Après cinq ans, Marcello n'était plus le même. Il n'était plus l'adolescent révolté à la peau bronzé par les heures de travail dans les champs. La nourriture de la prison ne pouvant subvenir à ses besoins, il était plus maigre et plus pâle qu'avant. Sa barbe et ses cheveux avaient eu le temps de pousser. Il avait cependant pu approfondir son éducation dans la prison grâce à l'homme de foi qui venait souvent rendre visite aux prisonnier.
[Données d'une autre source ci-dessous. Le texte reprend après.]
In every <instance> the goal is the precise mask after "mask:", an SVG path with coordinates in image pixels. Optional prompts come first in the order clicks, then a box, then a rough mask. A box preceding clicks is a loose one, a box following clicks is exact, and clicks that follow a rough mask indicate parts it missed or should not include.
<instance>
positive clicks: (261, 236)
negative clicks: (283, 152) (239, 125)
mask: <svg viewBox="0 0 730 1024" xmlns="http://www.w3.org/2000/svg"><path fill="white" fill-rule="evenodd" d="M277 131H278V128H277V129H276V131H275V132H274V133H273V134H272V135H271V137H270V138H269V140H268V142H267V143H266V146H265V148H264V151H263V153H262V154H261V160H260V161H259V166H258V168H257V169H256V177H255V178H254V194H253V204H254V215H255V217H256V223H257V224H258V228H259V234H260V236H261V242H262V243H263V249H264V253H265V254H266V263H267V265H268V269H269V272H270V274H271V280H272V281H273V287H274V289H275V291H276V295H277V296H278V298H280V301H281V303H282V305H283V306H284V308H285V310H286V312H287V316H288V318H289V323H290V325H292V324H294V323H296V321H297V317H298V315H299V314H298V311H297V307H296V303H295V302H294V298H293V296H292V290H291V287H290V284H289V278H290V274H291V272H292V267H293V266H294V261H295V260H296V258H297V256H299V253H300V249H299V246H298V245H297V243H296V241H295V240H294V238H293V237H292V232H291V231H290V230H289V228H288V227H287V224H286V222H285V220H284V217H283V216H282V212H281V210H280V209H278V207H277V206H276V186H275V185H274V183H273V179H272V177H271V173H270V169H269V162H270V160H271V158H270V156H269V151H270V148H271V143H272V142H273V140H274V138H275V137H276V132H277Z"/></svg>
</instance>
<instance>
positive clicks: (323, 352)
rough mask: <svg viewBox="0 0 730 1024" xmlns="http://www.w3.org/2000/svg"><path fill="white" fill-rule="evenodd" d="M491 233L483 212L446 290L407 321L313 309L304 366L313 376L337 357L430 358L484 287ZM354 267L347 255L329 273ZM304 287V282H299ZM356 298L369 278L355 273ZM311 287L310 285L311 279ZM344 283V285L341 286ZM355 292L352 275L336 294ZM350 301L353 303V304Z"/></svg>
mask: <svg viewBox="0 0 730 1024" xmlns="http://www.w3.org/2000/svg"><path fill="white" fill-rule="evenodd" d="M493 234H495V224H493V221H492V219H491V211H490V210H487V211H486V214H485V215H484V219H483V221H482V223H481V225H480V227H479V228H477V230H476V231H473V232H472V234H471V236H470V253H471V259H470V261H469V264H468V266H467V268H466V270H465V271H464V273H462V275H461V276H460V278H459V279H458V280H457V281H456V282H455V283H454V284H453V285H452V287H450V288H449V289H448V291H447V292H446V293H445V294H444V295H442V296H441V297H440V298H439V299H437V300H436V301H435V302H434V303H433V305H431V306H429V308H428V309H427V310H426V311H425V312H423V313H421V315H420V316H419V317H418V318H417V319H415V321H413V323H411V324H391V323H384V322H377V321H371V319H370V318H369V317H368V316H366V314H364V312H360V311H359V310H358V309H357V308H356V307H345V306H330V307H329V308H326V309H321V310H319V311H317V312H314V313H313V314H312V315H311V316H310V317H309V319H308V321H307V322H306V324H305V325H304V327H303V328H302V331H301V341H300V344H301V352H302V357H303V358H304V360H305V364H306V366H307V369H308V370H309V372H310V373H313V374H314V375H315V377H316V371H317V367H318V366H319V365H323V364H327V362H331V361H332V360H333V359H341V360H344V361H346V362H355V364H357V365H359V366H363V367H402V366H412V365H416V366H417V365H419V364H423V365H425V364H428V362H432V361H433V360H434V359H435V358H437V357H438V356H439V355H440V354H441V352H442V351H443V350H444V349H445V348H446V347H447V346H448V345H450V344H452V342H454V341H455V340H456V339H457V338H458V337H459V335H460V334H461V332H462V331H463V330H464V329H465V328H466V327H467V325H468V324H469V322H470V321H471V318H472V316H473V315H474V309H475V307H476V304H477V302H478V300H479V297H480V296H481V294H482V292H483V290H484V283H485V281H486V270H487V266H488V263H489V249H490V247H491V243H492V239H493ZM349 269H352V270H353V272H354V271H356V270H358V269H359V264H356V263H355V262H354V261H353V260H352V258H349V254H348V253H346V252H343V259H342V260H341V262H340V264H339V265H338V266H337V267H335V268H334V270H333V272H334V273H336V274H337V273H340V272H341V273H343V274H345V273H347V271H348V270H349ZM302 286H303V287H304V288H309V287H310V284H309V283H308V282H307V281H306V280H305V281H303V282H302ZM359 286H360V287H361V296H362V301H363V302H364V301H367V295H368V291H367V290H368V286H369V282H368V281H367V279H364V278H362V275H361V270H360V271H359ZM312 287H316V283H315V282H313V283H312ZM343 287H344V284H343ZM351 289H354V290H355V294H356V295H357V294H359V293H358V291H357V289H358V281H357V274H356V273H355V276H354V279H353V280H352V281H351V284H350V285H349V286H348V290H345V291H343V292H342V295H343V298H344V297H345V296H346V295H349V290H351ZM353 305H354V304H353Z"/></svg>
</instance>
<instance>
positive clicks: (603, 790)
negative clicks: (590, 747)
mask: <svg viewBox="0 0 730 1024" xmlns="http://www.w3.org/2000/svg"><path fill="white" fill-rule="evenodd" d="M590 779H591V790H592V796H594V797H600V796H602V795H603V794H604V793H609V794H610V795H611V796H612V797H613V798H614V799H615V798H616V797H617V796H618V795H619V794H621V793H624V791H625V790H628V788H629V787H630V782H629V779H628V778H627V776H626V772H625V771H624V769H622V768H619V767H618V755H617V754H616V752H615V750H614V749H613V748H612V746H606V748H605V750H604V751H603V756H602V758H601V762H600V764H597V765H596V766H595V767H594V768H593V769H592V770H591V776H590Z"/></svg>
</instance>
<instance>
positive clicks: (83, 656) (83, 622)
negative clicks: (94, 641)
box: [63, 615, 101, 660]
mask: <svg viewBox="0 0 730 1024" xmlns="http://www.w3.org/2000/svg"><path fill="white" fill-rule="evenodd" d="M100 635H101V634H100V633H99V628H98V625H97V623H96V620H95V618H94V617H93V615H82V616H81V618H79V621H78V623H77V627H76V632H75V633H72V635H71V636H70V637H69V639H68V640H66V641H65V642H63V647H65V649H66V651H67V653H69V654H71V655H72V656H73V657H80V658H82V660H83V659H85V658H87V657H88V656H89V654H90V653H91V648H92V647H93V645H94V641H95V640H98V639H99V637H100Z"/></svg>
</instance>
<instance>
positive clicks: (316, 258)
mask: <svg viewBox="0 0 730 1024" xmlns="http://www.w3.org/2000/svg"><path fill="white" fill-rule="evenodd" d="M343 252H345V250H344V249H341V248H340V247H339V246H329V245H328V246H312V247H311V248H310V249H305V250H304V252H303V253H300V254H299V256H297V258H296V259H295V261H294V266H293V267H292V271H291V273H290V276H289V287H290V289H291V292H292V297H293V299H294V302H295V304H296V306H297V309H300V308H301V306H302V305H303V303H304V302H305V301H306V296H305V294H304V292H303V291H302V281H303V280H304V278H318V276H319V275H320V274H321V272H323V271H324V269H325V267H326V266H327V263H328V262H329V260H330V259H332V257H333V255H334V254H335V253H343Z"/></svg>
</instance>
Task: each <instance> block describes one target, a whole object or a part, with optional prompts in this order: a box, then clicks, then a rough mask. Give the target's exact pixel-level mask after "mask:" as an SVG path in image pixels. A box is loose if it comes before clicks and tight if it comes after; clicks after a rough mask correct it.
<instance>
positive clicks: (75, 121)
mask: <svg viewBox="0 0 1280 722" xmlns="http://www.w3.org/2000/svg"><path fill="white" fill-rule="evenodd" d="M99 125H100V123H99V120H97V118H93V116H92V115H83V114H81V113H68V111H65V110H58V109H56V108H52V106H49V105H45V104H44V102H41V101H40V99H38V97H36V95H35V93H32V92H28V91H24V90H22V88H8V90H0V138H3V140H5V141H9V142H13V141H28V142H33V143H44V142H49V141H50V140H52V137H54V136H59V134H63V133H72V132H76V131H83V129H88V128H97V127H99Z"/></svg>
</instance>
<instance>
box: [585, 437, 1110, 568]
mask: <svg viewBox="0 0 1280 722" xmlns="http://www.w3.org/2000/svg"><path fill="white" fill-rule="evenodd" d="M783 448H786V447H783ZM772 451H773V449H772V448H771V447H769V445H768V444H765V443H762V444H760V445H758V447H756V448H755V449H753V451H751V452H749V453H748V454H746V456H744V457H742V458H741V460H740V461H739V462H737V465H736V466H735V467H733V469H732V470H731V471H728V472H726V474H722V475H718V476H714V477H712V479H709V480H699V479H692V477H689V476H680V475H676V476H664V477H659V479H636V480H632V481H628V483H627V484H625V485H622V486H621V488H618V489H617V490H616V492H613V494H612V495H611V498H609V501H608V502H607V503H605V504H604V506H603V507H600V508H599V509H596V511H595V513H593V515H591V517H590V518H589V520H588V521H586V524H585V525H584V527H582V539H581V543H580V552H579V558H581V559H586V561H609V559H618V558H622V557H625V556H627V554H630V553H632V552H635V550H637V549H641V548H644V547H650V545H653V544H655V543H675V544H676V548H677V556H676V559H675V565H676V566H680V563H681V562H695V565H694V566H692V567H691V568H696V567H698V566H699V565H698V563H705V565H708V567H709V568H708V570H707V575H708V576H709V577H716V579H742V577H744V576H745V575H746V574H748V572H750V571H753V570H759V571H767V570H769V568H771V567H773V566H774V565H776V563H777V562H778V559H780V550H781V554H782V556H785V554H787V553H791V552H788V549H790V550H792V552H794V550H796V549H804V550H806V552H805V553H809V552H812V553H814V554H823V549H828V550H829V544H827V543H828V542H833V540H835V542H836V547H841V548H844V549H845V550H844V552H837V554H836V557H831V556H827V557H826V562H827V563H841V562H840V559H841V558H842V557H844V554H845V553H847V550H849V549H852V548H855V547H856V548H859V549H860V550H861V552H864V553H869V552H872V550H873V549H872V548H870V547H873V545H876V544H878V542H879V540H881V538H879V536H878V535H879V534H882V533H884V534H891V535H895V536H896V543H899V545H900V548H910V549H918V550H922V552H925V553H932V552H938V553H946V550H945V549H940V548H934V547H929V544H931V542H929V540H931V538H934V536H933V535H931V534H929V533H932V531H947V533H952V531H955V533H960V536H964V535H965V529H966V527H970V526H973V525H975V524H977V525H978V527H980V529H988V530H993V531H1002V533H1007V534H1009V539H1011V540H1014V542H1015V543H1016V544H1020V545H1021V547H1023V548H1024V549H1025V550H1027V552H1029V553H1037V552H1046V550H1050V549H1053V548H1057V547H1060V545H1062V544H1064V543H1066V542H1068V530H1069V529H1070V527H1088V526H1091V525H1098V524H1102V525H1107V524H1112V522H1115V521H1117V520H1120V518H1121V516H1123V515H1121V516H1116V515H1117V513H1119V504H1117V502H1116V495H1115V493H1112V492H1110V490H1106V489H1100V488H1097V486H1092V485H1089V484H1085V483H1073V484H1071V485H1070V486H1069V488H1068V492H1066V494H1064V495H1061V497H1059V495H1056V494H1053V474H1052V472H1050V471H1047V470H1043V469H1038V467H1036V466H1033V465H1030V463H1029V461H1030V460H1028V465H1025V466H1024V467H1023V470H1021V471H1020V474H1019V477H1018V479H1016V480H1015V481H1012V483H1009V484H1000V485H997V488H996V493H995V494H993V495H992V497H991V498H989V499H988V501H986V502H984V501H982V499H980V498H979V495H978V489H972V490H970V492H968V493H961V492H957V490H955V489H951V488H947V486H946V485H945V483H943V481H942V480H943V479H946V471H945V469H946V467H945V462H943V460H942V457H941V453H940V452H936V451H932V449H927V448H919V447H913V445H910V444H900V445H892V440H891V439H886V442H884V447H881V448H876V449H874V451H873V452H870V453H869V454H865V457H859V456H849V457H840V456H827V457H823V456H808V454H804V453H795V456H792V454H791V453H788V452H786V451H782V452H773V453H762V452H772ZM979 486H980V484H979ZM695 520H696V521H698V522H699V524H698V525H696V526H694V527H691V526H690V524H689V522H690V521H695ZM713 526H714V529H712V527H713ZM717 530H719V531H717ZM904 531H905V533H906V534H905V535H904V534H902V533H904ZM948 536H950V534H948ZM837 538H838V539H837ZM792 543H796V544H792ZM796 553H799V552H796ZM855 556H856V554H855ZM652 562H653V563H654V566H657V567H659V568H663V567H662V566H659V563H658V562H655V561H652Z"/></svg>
Quand il sortit de la prison, son premier reflex fut de trouver un moyen d'avoir des nouvelles de la guerre. Il trouva rapidement un crieur acceptant de lui indiquer où trouver un journal. Le papier dans les mains – une sensation qu'il n'avait jamais connu auparavant – il fut rassurer d'apprendre que la guerre contre Orazi avait finit par prendre fin, les pertes n'avaient pas été indiqué mais il se doutait que le chiffre était haut.

Une nouvelle le ravi beaucoup moins. Il fronça les sourcils alors que son regard glissait sur l'article mis en avant sur la page d'après: la guerre avait éclaté à la frontière des Terre d'Inlandsis. Les locaux parlaient d'une armée de dragon prêt à fondre sur Whitefall.

Non, Marcello n'était plus le même qu'il y a cinq ans. Il avait quelque peu perdu espoir en ce royaume qui l'avait vue naître et pour lequel il avait risqué sa vie. Soudainement il eu l'impression de comprendre Dario. Mais contrairement à la volonté de liberté de son frère, Marcello fuyait des obligations et surtout une honte gravé sur lui et dont il ne pourrait se débarrasser.